I have a dataset of characters which is to be trained. I have written a C++ program to read each character from the data set, crop it & resize it to 40x40 image and merge/paste on a single image of size 650x450 (see attached image). This is repeated for all 100 images in dataset. The C++ program also generates the box file for every character added. I have verified the box file and image using Box editor tools mentioned on the Tesseract wiki. These files are correct. The extension of the merged image is .tif.

I am attaching the image for your reference. The issue is when I train the image in the Tesseract I get following output on console.

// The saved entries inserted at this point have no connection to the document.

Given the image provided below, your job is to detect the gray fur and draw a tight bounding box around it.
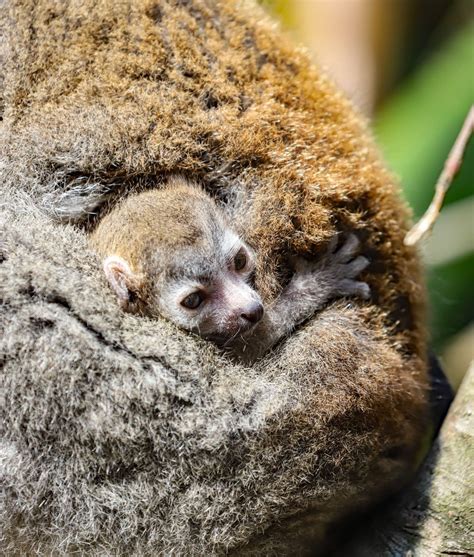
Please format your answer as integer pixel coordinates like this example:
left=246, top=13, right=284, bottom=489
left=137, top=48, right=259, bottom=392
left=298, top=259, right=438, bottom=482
left=0, top=0, right=428, bottom=554
left=0, top=189, right=426, bottom=555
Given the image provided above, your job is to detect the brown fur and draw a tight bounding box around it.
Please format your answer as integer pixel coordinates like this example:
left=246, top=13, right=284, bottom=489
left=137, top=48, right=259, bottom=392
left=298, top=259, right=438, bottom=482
left=0, top=0, right=429, bottom=554
left=1, top=0, right=426, bottom=355
left=90, top=177, right=223, bottom=272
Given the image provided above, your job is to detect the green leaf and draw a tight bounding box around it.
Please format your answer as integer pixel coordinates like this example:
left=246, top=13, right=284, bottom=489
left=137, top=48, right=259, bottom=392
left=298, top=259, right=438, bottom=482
left=376, top=24, right=474, bottom=349
left=375, top=22, right=474, bottom=216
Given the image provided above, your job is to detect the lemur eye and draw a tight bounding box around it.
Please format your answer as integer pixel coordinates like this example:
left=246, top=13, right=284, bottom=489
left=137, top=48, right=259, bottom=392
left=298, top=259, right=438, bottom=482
left=181, top=291, right=205, bottom=310
left=234, top=249, right=247, bottom=271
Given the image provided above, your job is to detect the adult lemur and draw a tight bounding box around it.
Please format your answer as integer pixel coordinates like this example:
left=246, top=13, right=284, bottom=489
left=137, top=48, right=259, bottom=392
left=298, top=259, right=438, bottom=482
left=0, top=0, right=429, bottom=554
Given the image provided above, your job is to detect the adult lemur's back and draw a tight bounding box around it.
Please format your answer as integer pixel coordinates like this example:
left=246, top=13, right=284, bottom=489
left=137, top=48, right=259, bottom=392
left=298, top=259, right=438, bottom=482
left=0, top=0, right=429, bottom=554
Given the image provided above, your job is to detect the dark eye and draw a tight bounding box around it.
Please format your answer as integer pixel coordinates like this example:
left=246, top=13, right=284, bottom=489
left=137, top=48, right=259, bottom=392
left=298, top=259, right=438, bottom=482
left=234, top=250, right=247, bottom=271
left=181, top=291, right=205, bottom=310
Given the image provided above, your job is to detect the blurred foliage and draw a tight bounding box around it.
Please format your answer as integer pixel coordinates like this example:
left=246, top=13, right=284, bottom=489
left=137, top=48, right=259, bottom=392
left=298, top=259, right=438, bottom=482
left=428, top=254, right=473, bottom=348
left=375, top=23, right=473, bottom=216
left=375, top=23, right=473, bottom=349
left=262, top=0, right=296, bottom=29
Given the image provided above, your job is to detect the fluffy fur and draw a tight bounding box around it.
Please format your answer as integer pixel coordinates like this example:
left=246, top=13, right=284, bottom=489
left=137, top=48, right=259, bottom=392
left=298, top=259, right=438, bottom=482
left=0, top=0, right=429, bottom=554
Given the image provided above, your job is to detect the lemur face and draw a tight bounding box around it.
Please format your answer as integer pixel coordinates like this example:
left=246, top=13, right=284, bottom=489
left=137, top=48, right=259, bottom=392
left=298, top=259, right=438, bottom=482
left=153, top=228, right=263, bottom=343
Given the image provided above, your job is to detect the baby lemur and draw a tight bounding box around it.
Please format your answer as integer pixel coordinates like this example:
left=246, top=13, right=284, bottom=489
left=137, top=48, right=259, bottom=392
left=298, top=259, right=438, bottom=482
left=91, top=176, right=370, bottom=363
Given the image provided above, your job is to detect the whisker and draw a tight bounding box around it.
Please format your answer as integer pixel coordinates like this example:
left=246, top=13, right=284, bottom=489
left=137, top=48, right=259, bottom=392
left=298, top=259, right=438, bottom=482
left=222, top=326, right=244, bottom=348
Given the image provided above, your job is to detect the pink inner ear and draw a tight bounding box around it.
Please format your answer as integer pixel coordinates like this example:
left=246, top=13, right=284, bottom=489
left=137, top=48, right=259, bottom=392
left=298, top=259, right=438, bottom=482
left=103, top=256, right=133, bottom=302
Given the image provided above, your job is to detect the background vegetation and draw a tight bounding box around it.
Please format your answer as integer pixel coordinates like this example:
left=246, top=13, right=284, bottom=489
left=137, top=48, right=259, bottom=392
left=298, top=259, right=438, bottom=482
left=263, top=0, right=473, bottom=389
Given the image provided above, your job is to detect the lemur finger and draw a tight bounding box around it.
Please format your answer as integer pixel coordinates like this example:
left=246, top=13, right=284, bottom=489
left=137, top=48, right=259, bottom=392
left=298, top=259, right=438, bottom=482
left=345, top=255, right=370, bottom=278
left=338, top=279, right=371, bottom=300
left=335, top=234, right=360, bottom=262
left=354, top=281, right=371, bottom=299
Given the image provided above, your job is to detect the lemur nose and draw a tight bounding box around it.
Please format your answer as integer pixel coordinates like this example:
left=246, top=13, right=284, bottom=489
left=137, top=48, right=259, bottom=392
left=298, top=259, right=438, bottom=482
left=241, top=302, right=264, bottom=324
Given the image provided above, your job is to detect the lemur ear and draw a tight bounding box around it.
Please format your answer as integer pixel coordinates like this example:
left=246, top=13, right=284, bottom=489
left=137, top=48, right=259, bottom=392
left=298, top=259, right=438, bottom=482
left=103, top=255, right=140, bottom=309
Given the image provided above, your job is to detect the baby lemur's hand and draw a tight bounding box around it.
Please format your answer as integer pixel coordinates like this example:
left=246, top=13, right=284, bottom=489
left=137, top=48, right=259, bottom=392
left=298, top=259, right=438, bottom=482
left=289, top=234, right=370, bottom=303
left=233, top=234, right=370, bottom=362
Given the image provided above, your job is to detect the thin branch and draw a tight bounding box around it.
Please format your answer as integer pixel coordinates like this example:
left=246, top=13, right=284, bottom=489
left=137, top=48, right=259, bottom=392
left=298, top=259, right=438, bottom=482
left=404, top=106, right=474, bottom=246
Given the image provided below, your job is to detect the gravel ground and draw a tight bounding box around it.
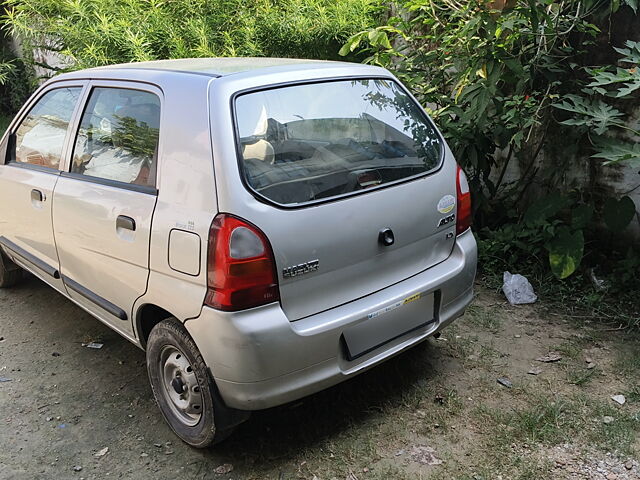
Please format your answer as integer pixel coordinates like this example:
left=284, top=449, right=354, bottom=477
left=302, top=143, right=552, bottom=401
left=1, top=274, right=639, bottom=480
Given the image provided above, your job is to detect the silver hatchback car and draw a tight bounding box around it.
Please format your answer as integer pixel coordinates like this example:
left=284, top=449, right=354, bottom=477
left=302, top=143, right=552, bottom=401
left=0, top=58, right=477, bottom=447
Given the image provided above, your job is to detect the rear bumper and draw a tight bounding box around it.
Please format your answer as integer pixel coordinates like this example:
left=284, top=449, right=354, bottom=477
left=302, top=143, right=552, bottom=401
left=185, top=229, right=477, bottom=410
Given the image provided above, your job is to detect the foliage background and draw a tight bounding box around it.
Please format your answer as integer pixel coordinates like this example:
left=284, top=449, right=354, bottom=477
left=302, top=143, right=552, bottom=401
left=4, top=0, right=381, bottom=73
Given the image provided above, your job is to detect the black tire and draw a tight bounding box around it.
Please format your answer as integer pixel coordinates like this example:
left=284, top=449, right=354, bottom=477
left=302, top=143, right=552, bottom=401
left=146, top=318, right=249, bottom=448
left=0, top=252, right=23, bottom=288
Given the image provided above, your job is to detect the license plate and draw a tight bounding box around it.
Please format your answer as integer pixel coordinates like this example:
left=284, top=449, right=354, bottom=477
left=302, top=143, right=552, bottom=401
left=342, top=292, right=435, bottom=360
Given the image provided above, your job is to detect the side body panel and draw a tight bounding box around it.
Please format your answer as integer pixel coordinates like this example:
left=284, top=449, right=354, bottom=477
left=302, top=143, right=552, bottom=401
left=0, top=167, right=61, bottom=287
left=0, top=80, right=86, bottom=292
left=53, top=178, right=157, bottom=332
left=132, top=74, right=217, bottom=332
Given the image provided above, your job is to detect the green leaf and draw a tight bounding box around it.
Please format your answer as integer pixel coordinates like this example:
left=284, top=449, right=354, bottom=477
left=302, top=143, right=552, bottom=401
left=614, top=40, right=640, bottom=63
left=603, top=196, right=636, bottom=231
left=587, top=67, right=640, bottom=97
left=339, top=33, right=363, bottom=57
left=592, top=138, right=640, bottom=164
left=524, top=193, right=568, bottom=225
left=368, top=29, right=392, bottom=49
left=624, top=0, right=638, bottom=12
left=554, top=95, right=625, bottom=135
left=547, top=227, right=584, bottom=279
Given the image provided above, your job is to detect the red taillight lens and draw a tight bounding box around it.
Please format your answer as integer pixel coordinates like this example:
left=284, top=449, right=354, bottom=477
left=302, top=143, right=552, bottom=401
left=456, top=165, right=472, bottom=235
left=205, top=214, right=279, bottom=311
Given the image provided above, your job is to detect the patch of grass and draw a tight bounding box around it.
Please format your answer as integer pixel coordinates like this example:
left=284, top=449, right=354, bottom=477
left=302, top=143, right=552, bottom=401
left=624, top=384, right=640, bottom=404
left=415, top=388, right=464, bottom=434
left=553, top=339, right=584, bottom=360
left=566, top=366, right=597, bottom=386
left=477, top=390, right=640, bottom=459
left=585, top=398, right=640, bottom=455
left=442, top=334, right=476, bottom=362
left=614, top=343, right=640, bottom=376
left=509, top=397, right=578, bottom=445
left=466, top=305, right=503, bottom=333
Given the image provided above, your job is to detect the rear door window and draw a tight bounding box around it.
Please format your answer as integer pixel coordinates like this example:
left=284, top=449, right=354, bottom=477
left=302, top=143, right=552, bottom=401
left=71, top=87, right=160, bottom=187
left=14, top=87, right=81, bottom=169
left=234, top=79, right=443, bottom=206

F:\test>tesseract eng.normal.exp0.tif eng.normal.exp0 box.train Tesseract Open Source OCR Engine v3.02 with Leptonica APPLY_BOXES: Boxes read from boxfile: 100 Found 100 good blobs. TRAINING ... Font name = normal Generated training data for 9 words

Even though there are 36 distinct words or characters in the image, the Tesseract says it could generate training data for only 9 characters. It also says it found 100 good blobs. I do not know why this issue is occurring. The box file has labels for all 100 characters in the image.

Please help!

training image

Thanks

2

2 Answers

0
votes

The training data-set should be realistic according to the training guide. Note that as you mentioned it generated training data for 9 words not for 9 characters. Probably it may have identified all the characters. You can use this tool to inspect generated .traineddata file for analyze what are the characters that tesseract have been trained for.

0
votes

Per Training Wiki, "DO NOT MIX FONTS IN AN IMAGE FILE (In a single .tr file to be precise.) This will cause features to be dropped at clustering, which leads to recognition errors."